One avenue of eliminating about 20 percent of Oklahoma's school districts wouldn't even require consolidation. Simply do away with Oklahoma's dependent school districts. A dependent district is a school district that does not have a secondary school. They are schools that lie within the attendance boundaries of another school district, and they only service grades kindergarten through 6th or 8th grade. The students living within their boundary lines actually are eligible to attend either the dependent district or the independent district. As of 2008, there were 107 of these districts in Oklahoma. That is 107 districts with all of the cost and expenses that are necessary to run a school, yet buses from surrounding districts are passing by their doors every day.
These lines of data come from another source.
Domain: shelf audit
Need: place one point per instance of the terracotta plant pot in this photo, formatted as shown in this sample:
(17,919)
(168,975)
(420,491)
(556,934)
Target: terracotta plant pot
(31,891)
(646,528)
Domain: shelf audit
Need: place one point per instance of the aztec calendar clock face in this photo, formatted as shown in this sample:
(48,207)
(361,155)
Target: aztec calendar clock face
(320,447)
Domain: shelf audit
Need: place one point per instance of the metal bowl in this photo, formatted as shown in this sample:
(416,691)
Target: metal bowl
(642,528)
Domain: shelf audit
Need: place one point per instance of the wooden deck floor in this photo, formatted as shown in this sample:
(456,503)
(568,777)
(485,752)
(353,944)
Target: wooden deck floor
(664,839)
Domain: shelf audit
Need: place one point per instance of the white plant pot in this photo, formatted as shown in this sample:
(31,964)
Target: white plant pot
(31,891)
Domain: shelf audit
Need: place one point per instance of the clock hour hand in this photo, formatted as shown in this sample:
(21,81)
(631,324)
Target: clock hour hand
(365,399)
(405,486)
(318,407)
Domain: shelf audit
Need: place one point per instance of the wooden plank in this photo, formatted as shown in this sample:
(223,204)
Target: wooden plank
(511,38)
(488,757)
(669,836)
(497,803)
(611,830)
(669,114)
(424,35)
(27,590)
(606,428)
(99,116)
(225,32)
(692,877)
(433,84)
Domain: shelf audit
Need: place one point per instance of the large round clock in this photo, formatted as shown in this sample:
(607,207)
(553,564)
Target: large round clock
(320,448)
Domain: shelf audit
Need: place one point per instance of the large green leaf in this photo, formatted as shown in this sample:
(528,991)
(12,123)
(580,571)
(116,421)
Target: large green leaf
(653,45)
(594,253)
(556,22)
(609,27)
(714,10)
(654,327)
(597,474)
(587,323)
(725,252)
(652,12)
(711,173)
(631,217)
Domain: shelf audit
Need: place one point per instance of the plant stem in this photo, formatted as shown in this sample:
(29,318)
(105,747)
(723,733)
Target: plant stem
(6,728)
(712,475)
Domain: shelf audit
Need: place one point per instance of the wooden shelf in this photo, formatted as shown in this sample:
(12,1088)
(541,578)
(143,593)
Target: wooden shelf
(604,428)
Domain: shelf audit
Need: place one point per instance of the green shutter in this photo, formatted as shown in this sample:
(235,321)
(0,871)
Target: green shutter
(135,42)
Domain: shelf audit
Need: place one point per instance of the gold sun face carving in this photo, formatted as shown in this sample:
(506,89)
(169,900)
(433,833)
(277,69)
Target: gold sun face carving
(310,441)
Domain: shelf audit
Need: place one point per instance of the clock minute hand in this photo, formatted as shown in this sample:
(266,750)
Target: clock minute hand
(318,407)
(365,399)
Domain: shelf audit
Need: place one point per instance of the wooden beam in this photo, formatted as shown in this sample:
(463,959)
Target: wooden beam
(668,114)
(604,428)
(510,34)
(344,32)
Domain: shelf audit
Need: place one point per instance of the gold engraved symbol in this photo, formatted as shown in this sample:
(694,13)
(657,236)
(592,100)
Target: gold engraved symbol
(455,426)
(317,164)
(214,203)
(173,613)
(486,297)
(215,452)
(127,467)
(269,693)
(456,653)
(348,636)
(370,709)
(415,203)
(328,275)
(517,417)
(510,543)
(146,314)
For many years, the argument against school consolidation has been that many students in rural Western Oklahoma would be forced to travel great distances every day to school. However, this argument doesn't withstand even the mildest scrutiny when it comes to dependent districts, because the vast numbers of dependent school districts today are east of Interstate 35. In fact, two of the most densely populated counties in the state " Canadian and Oklahoma " have more than one school district that does not service a high school.

It's time to make a school district stand on its own. Either a district can support a secondary school or it needs to close its doors. Why are we continuing to allow our tax revenue to support multiple school districts within the same attendance zones?

In Oklahoma County, we are supporting Oakdale and Crutcho. Canadian County residents are supporting Banner, Darlington, Maple and Riverside. And you folks in Cleveland County are supporting Robin Hill. Each of these schools maintains a budget that supports an administration, staff, transportation costs, as well as the expected cost to educate their students. Why?

If a law were passed today to eliminate dependent districts, each student at that school would simply begin attending a school district in which they already live. It would not involve the mass hysteria that is often associated with the idea of consolidating schools. And if a dependent district has the enrollment to support a high school, then they should do just that.

I'm not naive enough to believe this will happen any time soon. We've long said we have too many school districts in this state, yet anyone with the ability to do anything about it is too scared to take on the issue for fear of political retribution, therefore little gets done.  

But requiring all districts in the state to meet the requirements of an independent district may provide a sensible avenue for lawmakers to streamline their numbers.

Smith is an attorney living in Oklahoma City.